Bomba-relógio argentina

Para a Argentina, não há outra solução a não ser acelerar o ajuste fiscal

Fábio Alves*, O Estado de S.Paulo

02 Maio 2018 | 05h00

Após o estresse agudo na semana passada, quando o Banco Central não somente realizou uma venda recorde de dólares para evitar a depreciação acelerada do peso argentino como também elevou os juros em 3 pontos porcentuais para 30,25%, numa decisão que pegou os investidores de surpresa, a situação na Argentina é descrita como muito preocupante.

Na semana passada, o BC vendeu US$ 4,34 bilhões. Desde o janeiro, a intervenção no mercado de câmbio já soma US$ 6,8 bilhões.

O ritmo de venda de dólares acendeu um sinal amarelo entre os investidores diante do baixo nível de reservas internacionais. Nos cálculos dos economistas do Itaú Unibanco, as reservas líquidas da Argentina estão ao redor de somente US$ 33 bilhões.

Se, após essa venda recorde de dólares e elevação surpreendente dos juros básicos, a cotação do peso continuar perdendo valor ante o dólar de maneira acelerada, as opções do governo argentino para lidar com a crise podem se esgotar. Quanto mais o BC argentino pode subir os juros básicos sem asfixiar a atividade econômica ou vender dólares diante das baixas reservas?

No acumulado deste ano, o peso argentino se desvalorizou mais de 10% em relação ao dólar. Nos últimos 12 meses, o peso já perdeu mais de 33% do seu valor. Na semana passada, o dólar chegou a ser cotado a 20,90 pesos.

A pressão de alta do dólar não deriva somente do ambiente global mais adverso aos países emergentes como um todo, com a elevação das taxas de juros nos Estados Unidos, o temor de uma guerra comercial ou a tensão geopolítica mundial.

Boa parte da desvalorização do peso reflete no recente círculo vicioso em que a economia argentina se encontra: crescente déficit em conta corrente (4,8% do Produto Interno Bruto), inflação alta (estimada em mais de 20% neste ano) e elevada proporção da dívida denominada em moeda estrangeira (70% da dívida pública total).

A vulnerabilidade externa da Argentina é crítica: nos cálculos do banco BNP Paribas, a dívida em moeda forte equivale ao redor de 275% das reservas internacionais líquidas. Desvalorização adicional do peso ante o dólar só faz piorar essa conta. “O que o BC argentino está tentando evitar é um ‘overshooting’ (alta desordenada e rápida) do dólar”, diz o economista-chefe para América Latina do banco Goldman Sachs, Alberto Ramos.

Para ele, é preciso todo o cuidado do BC argentino na dosagem da alta de juros e da venda de dólares para que o investidor estrangeiro posicionado hoje na dívida pública, especialmente a de vencimento em curto prazo, não perca a confiança na situação macroeconômica da Argentina e deixe o país.
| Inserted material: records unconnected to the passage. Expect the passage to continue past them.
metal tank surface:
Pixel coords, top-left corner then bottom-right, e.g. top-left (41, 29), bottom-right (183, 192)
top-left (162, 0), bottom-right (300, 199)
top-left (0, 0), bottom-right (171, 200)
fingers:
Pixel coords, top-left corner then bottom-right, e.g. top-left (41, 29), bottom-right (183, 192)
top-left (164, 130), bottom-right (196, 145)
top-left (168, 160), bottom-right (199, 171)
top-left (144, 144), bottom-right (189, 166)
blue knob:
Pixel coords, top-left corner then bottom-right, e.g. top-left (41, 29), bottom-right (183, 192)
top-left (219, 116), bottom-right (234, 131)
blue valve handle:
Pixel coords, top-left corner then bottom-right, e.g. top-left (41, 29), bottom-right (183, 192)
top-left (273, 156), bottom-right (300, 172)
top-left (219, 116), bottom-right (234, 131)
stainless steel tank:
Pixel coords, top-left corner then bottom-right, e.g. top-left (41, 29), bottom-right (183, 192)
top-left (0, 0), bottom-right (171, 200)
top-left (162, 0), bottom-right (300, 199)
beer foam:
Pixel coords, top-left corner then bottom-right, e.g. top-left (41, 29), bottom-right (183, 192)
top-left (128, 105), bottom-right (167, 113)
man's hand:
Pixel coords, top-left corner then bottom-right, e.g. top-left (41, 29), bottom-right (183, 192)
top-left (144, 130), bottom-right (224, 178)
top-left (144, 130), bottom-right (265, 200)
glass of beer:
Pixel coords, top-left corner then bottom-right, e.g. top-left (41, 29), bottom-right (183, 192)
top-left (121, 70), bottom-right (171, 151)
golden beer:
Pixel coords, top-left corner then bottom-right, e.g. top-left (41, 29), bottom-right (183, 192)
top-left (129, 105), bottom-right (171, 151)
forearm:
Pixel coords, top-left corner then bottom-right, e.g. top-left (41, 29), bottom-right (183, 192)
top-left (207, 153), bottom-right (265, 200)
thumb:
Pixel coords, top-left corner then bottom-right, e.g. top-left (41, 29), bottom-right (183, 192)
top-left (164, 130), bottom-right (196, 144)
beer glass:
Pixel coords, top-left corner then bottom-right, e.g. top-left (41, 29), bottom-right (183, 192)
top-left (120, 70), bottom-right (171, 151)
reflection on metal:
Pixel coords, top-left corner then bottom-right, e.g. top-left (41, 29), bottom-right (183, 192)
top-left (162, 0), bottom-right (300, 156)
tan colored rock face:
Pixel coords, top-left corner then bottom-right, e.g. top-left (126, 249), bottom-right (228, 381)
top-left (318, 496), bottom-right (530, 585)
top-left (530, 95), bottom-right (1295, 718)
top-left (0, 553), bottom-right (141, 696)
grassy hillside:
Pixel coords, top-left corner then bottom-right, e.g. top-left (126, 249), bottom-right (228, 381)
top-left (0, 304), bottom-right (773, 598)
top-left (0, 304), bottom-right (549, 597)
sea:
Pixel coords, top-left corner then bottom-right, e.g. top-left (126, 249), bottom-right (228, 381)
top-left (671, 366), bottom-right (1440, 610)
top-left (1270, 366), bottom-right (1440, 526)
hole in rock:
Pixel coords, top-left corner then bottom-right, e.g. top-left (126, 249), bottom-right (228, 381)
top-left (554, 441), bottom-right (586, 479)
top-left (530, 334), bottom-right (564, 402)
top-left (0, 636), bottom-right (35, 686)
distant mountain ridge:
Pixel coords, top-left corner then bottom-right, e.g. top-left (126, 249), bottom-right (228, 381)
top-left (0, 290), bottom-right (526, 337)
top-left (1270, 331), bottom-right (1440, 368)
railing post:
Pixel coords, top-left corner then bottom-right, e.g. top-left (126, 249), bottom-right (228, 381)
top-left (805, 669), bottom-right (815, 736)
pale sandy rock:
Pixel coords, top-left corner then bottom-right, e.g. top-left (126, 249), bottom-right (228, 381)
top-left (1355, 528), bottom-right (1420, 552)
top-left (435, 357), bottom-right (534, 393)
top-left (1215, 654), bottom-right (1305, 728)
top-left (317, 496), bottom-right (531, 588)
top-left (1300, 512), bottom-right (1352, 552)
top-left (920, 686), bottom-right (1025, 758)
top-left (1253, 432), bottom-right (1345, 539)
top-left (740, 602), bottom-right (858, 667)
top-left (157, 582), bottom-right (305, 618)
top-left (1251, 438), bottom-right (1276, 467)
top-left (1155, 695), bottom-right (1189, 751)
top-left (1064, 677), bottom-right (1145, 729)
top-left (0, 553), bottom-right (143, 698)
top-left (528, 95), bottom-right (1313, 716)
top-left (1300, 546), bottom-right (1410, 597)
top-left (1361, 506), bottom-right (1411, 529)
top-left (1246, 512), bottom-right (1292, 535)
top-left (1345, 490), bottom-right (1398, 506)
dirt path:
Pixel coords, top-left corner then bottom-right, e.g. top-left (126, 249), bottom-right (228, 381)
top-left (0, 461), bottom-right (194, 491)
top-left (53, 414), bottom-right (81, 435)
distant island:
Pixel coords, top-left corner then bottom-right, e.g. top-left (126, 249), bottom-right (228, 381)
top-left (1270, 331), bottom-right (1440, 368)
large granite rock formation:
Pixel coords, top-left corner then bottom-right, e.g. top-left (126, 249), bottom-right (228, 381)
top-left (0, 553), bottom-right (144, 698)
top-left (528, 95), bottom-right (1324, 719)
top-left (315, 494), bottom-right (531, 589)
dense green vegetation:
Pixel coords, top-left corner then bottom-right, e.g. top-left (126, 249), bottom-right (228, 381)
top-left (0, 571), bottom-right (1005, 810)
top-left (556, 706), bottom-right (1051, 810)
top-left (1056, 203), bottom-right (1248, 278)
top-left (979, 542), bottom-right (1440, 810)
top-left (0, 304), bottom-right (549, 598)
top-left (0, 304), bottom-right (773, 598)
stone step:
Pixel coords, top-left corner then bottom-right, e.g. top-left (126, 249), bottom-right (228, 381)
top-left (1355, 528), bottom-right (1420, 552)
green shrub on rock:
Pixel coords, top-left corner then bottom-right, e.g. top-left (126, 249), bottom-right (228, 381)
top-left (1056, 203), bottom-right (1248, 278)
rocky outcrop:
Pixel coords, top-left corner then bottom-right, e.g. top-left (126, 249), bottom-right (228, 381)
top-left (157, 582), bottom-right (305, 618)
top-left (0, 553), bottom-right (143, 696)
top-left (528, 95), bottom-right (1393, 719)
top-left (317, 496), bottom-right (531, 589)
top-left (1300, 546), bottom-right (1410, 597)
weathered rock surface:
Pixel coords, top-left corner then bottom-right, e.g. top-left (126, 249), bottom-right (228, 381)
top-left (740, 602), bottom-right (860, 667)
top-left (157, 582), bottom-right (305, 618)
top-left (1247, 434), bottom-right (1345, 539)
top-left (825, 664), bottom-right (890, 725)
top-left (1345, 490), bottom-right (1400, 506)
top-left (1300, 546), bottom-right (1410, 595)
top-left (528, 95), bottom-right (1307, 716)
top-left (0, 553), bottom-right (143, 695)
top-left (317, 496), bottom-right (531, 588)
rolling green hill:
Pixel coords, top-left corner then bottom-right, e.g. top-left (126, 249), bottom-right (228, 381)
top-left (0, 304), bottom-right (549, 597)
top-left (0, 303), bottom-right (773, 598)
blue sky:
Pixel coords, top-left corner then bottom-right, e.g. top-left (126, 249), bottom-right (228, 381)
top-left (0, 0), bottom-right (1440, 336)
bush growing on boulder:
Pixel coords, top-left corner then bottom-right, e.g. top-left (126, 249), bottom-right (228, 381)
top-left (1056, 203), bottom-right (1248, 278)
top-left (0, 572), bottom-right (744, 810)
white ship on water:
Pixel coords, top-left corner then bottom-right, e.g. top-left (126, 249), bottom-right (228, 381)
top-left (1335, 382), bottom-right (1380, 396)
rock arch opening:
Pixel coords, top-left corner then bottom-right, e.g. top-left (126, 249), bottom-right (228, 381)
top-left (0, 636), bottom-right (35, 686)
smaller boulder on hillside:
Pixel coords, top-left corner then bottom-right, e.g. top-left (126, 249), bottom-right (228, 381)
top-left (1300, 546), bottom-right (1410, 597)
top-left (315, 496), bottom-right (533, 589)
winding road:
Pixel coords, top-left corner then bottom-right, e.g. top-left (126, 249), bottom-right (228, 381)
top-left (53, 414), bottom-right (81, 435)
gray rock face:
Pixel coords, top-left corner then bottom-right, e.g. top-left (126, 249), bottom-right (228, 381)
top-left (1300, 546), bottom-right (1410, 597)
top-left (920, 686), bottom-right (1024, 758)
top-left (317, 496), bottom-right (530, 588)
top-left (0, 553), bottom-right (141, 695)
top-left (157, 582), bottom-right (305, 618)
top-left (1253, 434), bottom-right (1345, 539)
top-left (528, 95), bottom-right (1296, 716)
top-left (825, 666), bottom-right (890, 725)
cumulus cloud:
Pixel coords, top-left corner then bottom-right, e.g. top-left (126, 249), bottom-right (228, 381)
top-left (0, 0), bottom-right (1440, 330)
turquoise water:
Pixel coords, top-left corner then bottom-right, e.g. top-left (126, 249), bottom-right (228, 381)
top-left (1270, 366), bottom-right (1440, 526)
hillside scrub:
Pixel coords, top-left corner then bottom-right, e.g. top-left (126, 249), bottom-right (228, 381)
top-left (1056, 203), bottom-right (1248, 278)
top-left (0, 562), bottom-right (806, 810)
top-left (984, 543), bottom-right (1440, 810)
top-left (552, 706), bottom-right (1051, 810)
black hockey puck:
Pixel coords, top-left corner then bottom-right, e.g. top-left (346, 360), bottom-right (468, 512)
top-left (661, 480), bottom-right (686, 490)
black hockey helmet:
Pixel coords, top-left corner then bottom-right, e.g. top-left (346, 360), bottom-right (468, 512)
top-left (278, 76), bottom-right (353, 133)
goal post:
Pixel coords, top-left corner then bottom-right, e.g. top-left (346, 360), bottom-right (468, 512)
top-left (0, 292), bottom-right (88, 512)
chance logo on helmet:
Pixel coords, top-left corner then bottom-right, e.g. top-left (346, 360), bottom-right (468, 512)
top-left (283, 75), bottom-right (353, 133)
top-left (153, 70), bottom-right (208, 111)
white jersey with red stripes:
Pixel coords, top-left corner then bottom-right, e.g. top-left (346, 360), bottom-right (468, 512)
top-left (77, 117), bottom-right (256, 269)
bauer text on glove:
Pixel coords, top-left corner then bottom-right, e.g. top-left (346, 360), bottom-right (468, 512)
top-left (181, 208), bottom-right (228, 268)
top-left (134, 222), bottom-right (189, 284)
“Da América Latina, a Argentina é hoje o país mais vulnerável a um choque de sentimento do investidor”, diz Ramos. “Não há outra solução a não ser acelerar o ajuste fiscal, pois o déficit fiscal na Argentina resulta em desequilíbrio macroeconômico de curto prazo grande, aliás muito maior do que no Brasil, em razão da forma como o governo argentino financia esse déficit hoje, via empréstimos externos em bilhões de dólares.”

No ano passado, o déficit fiscal superou 6% do PIB. Neste ano, a estimativa é que fique ao redor de 5%. “A Argentina está numa armadilha: devido à dominância fiscal, só há duas saídas: um anúncio unilateral de ajuste fiscal adicional e/ou uma depreciação significativa do peso”, escrevem os analistas do BNP Paribas em nota a clientes.

Por enquanto, em razão da inflação crescente, a desvalorização real (descontada a inflação) do peso argentino ante o dólar ainda não chega a ser tão mais acima do que o dólar andou frente a outras moedas, como o real brasileiro.

Segundo Ramos, do Goldman Sachs, o peso ainda está 15% sobrevalorizado em relação ao dólar. Ou seja, ainda há espaço para o dólar subir ante o peso.

O problema é que o BC argentino está contra a parede: se deixar de vender dólares para preservar suas reservas internacionais ou de subir mais juros para não sufocar a economia, o peso desaba, tornando sua dívida externa mais salgada e puxando a inflação para cima.

Por outro lado, a intervenção cambial e o aperto dos juros não passarão de um alívio temporário se não houver um ajuste fiscal draconiano. Mas o efeito colateral pode ser uma recessão.